### Task 1
Construct the value-weighted market return using CRSP data, replicating the market return time series available in Kenneth French website. Also calculate the equal-weighted market return, and the lagged total market capitalization. Your output should be from January 1926 to Decembe 2017, at a monthly frequency.


### Approach –

### Data Source 
WRDS CRSP > Annual Update > Stock / Security Files > CRSP Monthly Stock.
File imported in R and date is formatted as YYYY-MM-DD (R date format). And passed it as input
to PS_Q1 function.

### Data cleaning steps:

-  1. Universe of stocks: Following Ken French procedure, I restrict the sample to common shares
(share codes 10 and 11) and to securities traded in the New York Stock Exchange, American
Stock Exchange, or the Nasdaq Stock Exchange (exchange codes 1, 2, and 3).<br>

-  2. Missing returns: Returns which are marked with characters(non-numeric) due to reasons viz.
No valid comparison for an excess return, no listing information, no valid previous price, Offexchange,
Out of Range, no valid price has been marked as 0. They have not been deleted to
avoid discontinuity in data as some of the calculation requires one month lagged calculation. <br>

-  3. Delisting return calculation: All non-numeric delisting returns have been converted to 0 <br>

-  4. Adjusted holding period Return: Following method has been used to calculated adjusted
holding period return from “holding period return” rh_i,t and delisting return rd_i,t.<br>

-  5. Negative Price: Negative price in CRSP data is bid-ask average. Absolute value of price has
been taken.<br>

-  6. NA or missing value in price, share outstanding: All these NA has been converted to 0.<br>

-  7. Market Capitalization: price of stock has been multiplied with outstanding shares<br>

-  8. Portfolio weights: Weight for each stock has been calculated dividing market cap of each stock
by sum of total market cap for each month.<br>

-  9. Sample period: Sample period taken is Jan 1926 to Dec 2017.<br>

-  10. Calculation of Value Weighted Return:
Value Weighted Return = (Market Cap of stock last month/Sum of Market Cap of all the stock last month) ∗ 𝑟𝑒𝑡𝑢𝑟𝑛 𝑜𝑓 𝑠𝑡𝑜𝑐𝑘 𝑡ℎ𝑖𝑠 𝑚𝑜𝑛𝑡ℎ<br>

-  11. Calculation of equal weighted return:
Equal Weighted Return = (1/Number of Stocks in the market)∗ 𝑟𝑒𝑡𝑢𝑟𝑛 𝑜𝑓 𝑠𝑡𝑜𝑐𝑘 𝑡ℎ𝑖𝑠 𝑚𝑜𝑛𝑡ℎ<br>

In [None]:
if (!require(data.table)) install.packages("data.table")
if (!require(tidyr)) install.packages("tidyr")
if (!require(dplyr)) install.packages("dplyr")
if (!require(moments)) install.packages("moments")

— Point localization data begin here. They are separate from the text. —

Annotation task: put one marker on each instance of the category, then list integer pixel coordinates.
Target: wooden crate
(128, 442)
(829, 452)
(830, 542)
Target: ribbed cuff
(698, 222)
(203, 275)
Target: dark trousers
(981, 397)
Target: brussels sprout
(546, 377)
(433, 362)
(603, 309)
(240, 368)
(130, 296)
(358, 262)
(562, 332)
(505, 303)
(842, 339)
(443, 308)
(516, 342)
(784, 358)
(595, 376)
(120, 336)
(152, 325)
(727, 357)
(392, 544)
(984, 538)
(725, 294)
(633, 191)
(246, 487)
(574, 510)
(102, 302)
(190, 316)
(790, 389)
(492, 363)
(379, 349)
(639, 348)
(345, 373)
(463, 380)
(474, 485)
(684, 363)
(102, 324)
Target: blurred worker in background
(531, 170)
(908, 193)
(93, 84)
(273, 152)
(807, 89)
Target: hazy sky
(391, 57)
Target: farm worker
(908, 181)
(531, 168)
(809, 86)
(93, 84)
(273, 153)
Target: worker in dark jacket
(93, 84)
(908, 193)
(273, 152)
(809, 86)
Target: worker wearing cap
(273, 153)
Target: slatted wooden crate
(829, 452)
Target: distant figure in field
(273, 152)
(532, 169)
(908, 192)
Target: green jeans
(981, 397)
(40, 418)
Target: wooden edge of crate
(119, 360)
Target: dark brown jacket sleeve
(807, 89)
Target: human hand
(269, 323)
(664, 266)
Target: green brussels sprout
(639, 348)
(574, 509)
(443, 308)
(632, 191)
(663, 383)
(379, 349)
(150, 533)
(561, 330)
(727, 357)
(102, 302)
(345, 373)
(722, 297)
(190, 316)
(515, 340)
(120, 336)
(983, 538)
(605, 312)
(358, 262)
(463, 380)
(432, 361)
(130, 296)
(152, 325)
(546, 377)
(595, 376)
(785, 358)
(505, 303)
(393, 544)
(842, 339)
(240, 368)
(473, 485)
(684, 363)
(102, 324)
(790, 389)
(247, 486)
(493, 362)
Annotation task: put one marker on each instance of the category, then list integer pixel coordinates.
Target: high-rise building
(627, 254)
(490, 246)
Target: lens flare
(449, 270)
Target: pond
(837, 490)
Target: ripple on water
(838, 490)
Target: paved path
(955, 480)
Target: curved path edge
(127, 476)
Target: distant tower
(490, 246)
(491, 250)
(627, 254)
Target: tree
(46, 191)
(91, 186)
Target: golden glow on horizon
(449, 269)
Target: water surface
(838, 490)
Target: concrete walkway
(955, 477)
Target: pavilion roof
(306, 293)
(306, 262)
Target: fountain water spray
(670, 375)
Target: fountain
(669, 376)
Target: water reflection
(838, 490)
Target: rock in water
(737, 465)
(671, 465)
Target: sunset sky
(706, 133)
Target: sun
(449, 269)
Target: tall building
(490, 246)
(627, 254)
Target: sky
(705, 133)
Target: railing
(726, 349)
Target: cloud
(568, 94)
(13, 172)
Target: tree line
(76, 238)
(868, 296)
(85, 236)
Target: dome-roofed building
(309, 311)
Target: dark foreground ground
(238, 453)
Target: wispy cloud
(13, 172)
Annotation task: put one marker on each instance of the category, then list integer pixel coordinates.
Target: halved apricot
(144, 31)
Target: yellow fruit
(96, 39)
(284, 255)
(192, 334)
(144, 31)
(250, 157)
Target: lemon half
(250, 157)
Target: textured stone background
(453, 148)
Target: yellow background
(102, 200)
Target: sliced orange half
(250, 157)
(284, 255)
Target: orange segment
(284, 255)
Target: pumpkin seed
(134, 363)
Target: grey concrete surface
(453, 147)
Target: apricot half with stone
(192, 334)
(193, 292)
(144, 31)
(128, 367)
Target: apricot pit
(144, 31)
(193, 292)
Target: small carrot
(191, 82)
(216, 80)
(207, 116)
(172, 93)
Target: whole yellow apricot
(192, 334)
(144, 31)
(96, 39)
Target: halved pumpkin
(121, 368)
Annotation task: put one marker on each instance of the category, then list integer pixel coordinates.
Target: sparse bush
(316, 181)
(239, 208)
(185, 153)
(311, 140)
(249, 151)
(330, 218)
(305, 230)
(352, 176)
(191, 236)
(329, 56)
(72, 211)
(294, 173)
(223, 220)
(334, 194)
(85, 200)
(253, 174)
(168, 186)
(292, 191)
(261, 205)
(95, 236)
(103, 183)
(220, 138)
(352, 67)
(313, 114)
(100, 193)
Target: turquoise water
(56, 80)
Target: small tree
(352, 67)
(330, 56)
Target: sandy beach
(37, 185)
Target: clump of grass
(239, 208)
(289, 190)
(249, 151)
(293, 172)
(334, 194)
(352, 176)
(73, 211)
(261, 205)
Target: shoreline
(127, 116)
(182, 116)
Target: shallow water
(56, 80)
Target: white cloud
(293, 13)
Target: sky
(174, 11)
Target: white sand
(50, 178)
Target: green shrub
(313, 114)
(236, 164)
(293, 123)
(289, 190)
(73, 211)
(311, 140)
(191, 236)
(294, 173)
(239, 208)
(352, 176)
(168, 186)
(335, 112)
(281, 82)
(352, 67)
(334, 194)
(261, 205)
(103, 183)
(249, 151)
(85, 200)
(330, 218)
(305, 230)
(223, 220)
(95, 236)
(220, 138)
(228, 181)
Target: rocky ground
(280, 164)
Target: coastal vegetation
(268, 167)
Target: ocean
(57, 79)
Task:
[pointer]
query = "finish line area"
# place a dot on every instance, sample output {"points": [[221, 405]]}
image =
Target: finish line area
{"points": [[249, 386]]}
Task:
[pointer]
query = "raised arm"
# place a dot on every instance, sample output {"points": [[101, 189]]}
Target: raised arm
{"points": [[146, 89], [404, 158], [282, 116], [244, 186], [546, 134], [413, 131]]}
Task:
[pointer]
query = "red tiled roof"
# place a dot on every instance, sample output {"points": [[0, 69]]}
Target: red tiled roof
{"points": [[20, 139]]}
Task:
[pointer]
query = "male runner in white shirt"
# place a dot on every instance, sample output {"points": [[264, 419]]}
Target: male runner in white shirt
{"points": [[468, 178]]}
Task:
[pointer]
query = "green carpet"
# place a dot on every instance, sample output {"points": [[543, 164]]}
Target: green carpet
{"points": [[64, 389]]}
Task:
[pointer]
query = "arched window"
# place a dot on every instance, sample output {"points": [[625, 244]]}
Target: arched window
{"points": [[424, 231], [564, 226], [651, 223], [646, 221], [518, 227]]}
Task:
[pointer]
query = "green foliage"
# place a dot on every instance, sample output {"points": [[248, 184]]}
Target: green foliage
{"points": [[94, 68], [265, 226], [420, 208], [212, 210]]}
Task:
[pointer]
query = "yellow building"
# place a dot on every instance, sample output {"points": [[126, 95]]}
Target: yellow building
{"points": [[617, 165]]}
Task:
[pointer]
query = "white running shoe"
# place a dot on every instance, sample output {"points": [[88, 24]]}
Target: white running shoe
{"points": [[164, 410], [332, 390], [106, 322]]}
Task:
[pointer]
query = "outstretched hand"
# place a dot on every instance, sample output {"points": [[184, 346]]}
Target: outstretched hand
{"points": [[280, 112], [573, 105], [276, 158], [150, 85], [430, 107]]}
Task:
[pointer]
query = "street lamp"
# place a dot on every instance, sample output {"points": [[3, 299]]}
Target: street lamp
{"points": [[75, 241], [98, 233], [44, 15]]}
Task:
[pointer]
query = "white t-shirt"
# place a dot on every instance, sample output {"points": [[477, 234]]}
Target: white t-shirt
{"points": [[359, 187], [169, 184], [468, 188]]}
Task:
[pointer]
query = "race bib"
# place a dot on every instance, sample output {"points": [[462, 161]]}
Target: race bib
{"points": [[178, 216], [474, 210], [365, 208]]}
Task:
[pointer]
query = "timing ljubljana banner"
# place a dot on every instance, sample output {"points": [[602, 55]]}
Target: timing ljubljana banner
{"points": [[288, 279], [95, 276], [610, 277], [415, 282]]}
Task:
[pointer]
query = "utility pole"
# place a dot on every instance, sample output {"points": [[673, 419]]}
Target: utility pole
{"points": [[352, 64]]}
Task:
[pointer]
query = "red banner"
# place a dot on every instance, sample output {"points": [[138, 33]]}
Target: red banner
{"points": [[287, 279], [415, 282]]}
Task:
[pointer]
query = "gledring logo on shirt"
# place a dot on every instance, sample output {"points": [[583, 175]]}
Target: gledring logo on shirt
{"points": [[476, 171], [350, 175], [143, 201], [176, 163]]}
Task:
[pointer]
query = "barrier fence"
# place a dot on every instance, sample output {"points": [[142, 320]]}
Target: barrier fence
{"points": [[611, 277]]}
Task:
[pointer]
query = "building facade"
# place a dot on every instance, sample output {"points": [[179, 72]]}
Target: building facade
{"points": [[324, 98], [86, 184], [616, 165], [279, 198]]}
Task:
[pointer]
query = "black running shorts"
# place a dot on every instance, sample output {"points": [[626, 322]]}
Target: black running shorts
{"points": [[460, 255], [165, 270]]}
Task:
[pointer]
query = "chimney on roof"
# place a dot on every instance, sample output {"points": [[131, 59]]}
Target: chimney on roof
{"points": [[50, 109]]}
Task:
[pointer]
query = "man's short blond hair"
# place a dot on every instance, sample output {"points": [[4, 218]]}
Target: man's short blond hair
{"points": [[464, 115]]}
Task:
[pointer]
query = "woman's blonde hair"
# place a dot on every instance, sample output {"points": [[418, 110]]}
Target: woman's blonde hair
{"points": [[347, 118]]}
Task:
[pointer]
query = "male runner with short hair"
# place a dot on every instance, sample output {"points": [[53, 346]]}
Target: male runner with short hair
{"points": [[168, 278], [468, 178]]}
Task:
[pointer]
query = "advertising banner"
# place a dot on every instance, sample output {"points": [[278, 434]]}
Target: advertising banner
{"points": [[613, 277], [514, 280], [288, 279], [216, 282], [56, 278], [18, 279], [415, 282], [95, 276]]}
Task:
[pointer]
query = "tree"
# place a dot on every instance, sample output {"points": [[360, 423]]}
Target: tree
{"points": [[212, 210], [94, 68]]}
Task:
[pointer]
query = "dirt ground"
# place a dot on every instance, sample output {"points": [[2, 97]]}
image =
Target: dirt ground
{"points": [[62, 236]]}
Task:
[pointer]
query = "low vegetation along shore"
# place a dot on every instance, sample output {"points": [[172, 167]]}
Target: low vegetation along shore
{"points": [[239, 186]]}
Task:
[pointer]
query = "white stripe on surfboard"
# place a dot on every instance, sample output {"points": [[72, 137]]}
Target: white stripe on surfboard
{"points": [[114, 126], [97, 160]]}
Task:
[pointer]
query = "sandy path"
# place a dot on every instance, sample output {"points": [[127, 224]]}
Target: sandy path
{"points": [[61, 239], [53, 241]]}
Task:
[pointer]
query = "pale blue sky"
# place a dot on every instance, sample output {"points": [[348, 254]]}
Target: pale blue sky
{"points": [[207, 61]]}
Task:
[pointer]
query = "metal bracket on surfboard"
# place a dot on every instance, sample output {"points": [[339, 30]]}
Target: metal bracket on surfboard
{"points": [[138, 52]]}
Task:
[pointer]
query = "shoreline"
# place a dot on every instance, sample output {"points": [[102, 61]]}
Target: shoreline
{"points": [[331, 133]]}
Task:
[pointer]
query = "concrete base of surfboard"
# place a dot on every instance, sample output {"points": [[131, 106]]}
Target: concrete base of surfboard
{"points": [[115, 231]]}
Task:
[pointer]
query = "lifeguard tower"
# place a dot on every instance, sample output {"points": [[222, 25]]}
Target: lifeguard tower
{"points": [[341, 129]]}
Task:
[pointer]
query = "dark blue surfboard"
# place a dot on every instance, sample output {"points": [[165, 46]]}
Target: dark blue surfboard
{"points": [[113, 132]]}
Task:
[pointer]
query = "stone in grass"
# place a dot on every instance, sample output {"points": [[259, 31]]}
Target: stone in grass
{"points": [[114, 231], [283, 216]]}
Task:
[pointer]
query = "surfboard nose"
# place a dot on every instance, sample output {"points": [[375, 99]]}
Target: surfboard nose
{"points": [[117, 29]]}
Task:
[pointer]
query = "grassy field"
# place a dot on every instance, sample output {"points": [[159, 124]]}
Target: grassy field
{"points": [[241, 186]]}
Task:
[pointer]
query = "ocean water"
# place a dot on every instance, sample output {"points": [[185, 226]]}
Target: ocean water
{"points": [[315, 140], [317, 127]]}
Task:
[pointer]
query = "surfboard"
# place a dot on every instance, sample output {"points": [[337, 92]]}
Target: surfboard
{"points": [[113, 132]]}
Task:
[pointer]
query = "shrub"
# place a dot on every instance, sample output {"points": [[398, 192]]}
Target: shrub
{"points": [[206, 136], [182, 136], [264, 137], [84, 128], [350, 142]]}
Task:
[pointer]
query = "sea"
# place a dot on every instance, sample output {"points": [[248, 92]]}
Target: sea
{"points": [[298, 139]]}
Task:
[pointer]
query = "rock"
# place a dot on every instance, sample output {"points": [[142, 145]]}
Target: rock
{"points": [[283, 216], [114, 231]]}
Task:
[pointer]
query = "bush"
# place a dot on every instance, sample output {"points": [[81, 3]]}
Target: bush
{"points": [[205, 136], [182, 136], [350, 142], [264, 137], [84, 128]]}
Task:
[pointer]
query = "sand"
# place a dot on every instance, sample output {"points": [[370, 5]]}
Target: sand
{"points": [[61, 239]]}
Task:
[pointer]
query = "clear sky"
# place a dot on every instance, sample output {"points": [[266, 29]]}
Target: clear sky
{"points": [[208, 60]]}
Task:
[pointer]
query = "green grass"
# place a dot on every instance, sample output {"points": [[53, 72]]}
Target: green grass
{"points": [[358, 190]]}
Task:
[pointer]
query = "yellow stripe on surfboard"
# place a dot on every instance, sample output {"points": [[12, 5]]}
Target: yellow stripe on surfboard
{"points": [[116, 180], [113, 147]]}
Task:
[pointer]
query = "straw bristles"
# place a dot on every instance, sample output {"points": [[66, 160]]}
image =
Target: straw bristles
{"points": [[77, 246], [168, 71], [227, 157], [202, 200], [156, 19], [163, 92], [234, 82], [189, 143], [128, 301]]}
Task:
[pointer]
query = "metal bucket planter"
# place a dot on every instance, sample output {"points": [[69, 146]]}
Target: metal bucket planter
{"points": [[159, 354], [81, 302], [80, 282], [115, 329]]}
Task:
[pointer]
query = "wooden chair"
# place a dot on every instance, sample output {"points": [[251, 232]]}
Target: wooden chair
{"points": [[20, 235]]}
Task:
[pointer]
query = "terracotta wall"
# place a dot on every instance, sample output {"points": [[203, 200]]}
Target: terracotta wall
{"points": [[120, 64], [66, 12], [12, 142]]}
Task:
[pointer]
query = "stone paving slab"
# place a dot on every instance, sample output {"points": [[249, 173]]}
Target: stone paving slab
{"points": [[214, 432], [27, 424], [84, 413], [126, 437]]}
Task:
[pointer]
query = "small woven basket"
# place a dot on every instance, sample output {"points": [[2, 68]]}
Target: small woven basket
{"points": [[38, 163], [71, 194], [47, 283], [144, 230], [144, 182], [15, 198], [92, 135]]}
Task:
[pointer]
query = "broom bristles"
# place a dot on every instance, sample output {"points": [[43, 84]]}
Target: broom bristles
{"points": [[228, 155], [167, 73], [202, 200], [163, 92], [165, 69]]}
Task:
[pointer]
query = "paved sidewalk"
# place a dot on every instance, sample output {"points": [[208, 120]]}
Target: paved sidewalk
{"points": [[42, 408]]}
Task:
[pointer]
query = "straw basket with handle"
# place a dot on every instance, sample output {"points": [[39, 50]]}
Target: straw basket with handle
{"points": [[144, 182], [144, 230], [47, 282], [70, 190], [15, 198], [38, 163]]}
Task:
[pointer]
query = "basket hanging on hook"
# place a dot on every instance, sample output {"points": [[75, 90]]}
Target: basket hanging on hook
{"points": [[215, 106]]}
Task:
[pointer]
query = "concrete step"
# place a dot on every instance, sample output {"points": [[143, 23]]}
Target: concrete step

CRSP_Stocks <- fread("./CRSP_Stocks.csv", header = TRUE)
CRSP_Stocks$date<- as.Date(as.character(CRSP_Stocks$date), "%Y%m%d")

PS1_Q1 <- function(CRSP_Stocks) {
  
  ### datacleaning
  
  #Taking only Common shares (share code 10, 11) and Stocks traded in NYSE, AMEX, NASDAQ
  CRSP_Stocks <- CRSP_Stocks[(CRSP_Stocks$SHRCD %in% c(10, 11))  & (CRSP_Stocks$EXCHCD %in% c(1, 2, 3))]
  
  ## Number of share outstanding is in 1000 numbers so multiplying by 1000
  CRSP_Stocks[, SHROUT:=SHROUT*1000, ]
  
  
  #holding period return
  #C stands for No valid previous price. Setting return to 0
  CRSP_Stocks$RET[CRSP_Stocks$RET=="C"] = 0 
  #Convert non numeric holding period returns to NA
  CRSP_Stocks$RET <- as.numeric(as.character(CRSP_Stocks$RET))
  CRSP_Stocks$RET[is.na(CRSP_Stocks$RET)] <- 0
  
  #Negative price are bid-ask average
  CRSP_Stocks$PRC = abs(CRSP_Stocks$PRC)
  CRSP_Stocks$PRC <- as.numeric(as.character(CRSP_Stocks$PRC))
  CRSP_Stocks$PRC[is.na(CRSP_Stocks$PRC)] <- 0
  
  #Delist Return
  #Change all special cases to NA
  CRSP_Stocks$DLRET <- as.numeric(as.character(CRSP_Stocks$DLRET))
  CRSP_Stocks$adjRET = ifelse(!is.na(CRSP_Stocks$RET), ifelse(is.na(CRSP_Stocks$DLRET), CRSP_Stocks$RET,((1+CRSP_Stocks$DLRET)*(1+CRSP_Stocks$RET)-1) ), CRSP_Stocks$DLRET)
  CRSP_Stocks$adjRET[is.na(CRSP_Stocks$adjRET)] <- 0
  
  #Shareoutstanding make NA as 0
  CRSP_Stocks$SHROUT[is.na(CRSP_Stocks$SHROUT)] <- 0
  
  ### Calculation 
  CRSP_Stocks[, yearmonth:=format(as.Date(date), "%Y-%m") ]
  CRSP_Stocks$market_cap <- CRSP_Stocks$PRC*CRSP_Stocks$SHROUT
  
  CRSP_Stocks[, sum_market_cap:=sum(market_cap), by=yearmonth]
  CRSP_Stocks[, vw_weight:=market_cap/sum_market_cap]
  
  setorder(CRSP_Stocks, PERMNO, yearmonth)
  #CRSP_Stocks[, Stock_lag_MV:= shift(sum_market_cap), by=yearmonth]
  CRSP_Stocks[, vw_weight_lastMonth:= shift(vw_weight), by=PERMNO]
  
  CRSP_Stocks[, vwret:=vw_weight_lastMonth*adjRET]
  CRSP_Stocks[, Stock_Vw_Ret:=sum(vwret, na.rm = TRUE), by=yearmonth]
  CRSP_Stocks[, Stock_Ew_Ret:=mean(adjRET), by=yearmonth]
  
  PS1_Q1_output <- CRSP_Stocks[, c("yearmonth", "Stock_Ew_Ret", "Stock_Vw_Ret", "sum_market_cap")]
  PS1_Q1_output=PS1_Q1_output[!duplicated(yearmonth)]
  
  setorder(PS1_Q1_output, yearmonth)
  PS1_Q1_output[, Stock_lag_MV:= shift(sum_market_cap)]
  
  PS1_Q1_output <- separate(PS1_Q1_output, yearmonth, into = c("Year", "Month"), sep="-")
  PS1_Q1_output$Stock_lag_MV <- PS1_Q1_output$Stock_lag_MV/1000000
  PS1_Q1_output <- PS1_Q1_output[complete.cases(PS1_Q1_output),]
  setorder(PS1_Q1_output, Year, Month)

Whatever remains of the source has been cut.